Assuming \(\mathcal{H}_a\) is true:

  • Power is \(1 -\) (the probability of a false negative).

  • Sensitivity is equal to power, that is, the probability of correctly detecting an effect when one truly exists.

https://raw.githubusercontent.com/jillxoreilly/StatsCourseBook_2024/main/images/Chp8_grid_power.png

Terminology

Because the terms sensitivity and specificity are easy to mix up, I prefer to focus on:

  • the \(p\)-value of a test (which corresponds to \(1 -\) specificity), and

  • the power of a test (which is equivalent to sensitivity).

4.3.2. Criminal analogy#

It can be helpful to think about hypothesis testing using an analogy to a criminal court:

  • \(\mathcal{H_o}\): Everyone is innocent until proven guilty

  • \(\mathcal{H_a}\): He’s guilty, dammit!

https://raw.githubusercontent.com/jillxoreilly/StatsCourseBook_2024/main/images/Chp8_grid_crime.png

In this analogy:

  • A Type I error (false positive) is a wrongful conviction

  • A Type II error (false negative) is when the criminal gets away due to insufficient evidence

4.3.3. Trade-off#

There is always a trade-off between controlling the rates of false positives and false negatives. This is because, as scientists, we set the criterion for statistical significance.

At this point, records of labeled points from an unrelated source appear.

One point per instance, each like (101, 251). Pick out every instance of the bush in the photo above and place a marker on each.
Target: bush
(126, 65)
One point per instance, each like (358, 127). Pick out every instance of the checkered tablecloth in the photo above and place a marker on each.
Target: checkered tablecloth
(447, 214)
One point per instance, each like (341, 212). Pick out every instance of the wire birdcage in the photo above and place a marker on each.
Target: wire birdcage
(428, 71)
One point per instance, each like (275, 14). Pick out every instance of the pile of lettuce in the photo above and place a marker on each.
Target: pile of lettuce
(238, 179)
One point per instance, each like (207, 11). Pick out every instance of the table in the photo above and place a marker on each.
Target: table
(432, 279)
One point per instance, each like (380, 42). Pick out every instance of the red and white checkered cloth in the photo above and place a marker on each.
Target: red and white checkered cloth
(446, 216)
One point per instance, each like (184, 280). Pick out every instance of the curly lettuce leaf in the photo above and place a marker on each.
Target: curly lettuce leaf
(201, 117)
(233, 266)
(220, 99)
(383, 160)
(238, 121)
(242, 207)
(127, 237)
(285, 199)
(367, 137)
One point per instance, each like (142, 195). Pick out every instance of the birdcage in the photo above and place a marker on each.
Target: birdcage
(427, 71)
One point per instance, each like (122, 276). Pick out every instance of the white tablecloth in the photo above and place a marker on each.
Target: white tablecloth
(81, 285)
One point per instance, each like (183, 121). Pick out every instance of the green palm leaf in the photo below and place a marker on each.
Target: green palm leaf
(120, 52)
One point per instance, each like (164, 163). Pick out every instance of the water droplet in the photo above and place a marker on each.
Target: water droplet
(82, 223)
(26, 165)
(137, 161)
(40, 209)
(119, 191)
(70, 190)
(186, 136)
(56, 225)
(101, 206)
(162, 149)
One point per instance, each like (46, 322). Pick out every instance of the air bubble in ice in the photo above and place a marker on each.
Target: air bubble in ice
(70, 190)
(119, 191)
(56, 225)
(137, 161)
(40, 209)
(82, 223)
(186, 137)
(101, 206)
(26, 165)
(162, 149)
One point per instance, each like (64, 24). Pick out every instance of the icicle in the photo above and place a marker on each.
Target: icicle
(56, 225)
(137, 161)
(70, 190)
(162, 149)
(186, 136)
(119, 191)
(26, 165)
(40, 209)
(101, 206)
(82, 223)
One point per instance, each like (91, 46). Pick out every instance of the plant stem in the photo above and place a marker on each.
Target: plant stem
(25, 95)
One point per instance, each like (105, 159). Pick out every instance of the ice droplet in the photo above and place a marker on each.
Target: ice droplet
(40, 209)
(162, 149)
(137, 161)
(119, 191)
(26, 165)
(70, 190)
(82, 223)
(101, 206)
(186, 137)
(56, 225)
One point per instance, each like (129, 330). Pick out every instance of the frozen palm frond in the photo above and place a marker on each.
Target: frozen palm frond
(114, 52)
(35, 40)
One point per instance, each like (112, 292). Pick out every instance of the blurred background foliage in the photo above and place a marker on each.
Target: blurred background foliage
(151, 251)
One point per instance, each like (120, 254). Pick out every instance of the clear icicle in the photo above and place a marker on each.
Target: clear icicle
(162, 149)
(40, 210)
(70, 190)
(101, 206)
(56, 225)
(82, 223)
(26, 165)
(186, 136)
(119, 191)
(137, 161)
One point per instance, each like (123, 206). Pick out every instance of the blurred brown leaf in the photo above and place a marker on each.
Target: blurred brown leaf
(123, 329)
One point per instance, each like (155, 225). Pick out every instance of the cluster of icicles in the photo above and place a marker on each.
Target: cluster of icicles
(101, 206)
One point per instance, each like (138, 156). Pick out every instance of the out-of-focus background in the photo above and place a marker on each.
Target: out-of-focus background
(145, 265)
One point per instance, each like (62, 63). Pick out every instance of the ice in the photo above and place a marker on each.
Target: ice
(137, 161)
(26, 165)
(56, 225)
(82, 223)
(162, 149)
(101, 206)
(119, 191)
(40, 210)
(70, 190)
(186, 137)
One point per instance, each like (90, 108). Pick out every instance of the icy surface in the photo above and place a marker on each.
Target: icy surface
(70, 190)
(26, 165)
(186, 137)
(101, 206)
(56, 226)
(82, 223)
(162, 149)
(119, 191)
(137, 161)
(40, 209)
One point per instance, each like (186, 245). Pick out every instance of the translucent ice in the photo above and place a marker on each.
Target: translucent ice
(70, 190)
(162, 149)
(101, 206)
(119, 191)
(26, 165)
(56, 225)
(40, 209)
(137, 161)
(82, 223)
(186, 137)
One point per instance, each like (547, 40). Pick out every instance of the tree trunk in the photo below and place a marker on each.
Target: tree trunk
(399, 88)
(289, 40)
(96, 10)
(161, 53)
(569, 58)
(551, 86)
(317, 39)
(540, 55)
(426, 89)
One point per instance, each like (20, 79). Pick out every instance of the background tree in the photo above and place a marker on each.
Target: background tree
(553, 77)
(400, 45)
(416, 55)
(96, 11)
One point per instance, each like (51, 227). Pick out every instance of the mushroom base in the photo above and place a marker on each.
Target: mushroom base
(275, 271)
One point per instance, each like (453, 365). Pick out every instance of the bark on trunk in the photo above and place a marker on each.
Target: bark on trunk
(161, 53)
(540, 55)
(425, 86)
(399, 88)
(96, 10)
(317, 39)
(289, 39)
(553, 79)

If we set a very stringent criterion for significance, we reduce the chance of false positives, but at the cost of increasing the chance of false negatives. Conversely, using a more lenient criterion reduces false negatives but increases false positives.

Here is a video reviewing this idea:

4.3.4. Insufficient evidence#

The criminal analogy highlights the main cause of False Negatives (Type II errors) in scientific studies: insufficient evidence.Often if we fail to find a significant result, when there actually is an underlying effect, it is because the sample size is too small, therefore we don’t have sufficient evidence. This is because tests of statistical significance, and tests of statistical power, depend on three ingredients

  • The effect size

  • The sample size (\(n\))

  • The \(\alpha\) value (the cut-off \(p\)-value for significance)

In general,

  • The smaller the effect size, the larger the sample size neeed to detect it.

  • The more stringent the \(\alpha\) value, the larger the sample needed to detect an effect of a given size

    • \(\alpha=0.001\) is more stringent than \(\alpha=0.01\) etc

The next pages will cover the definition of effect size.

4.3.5. Sample size primarily affects power, not \(p\)-value#

Most people will accept the intuition that increasing the sample size should make an experiment ‘better’, more reliable or more believable. However it is worth understanding that increasing the sample size primarily affects the proportion of false negatives NOT false positives. Hence sample size is relevant for the power of a test more than its \(p\)-value. The reasons for this will be unpacked in the page Sample Size and Power in this chapter.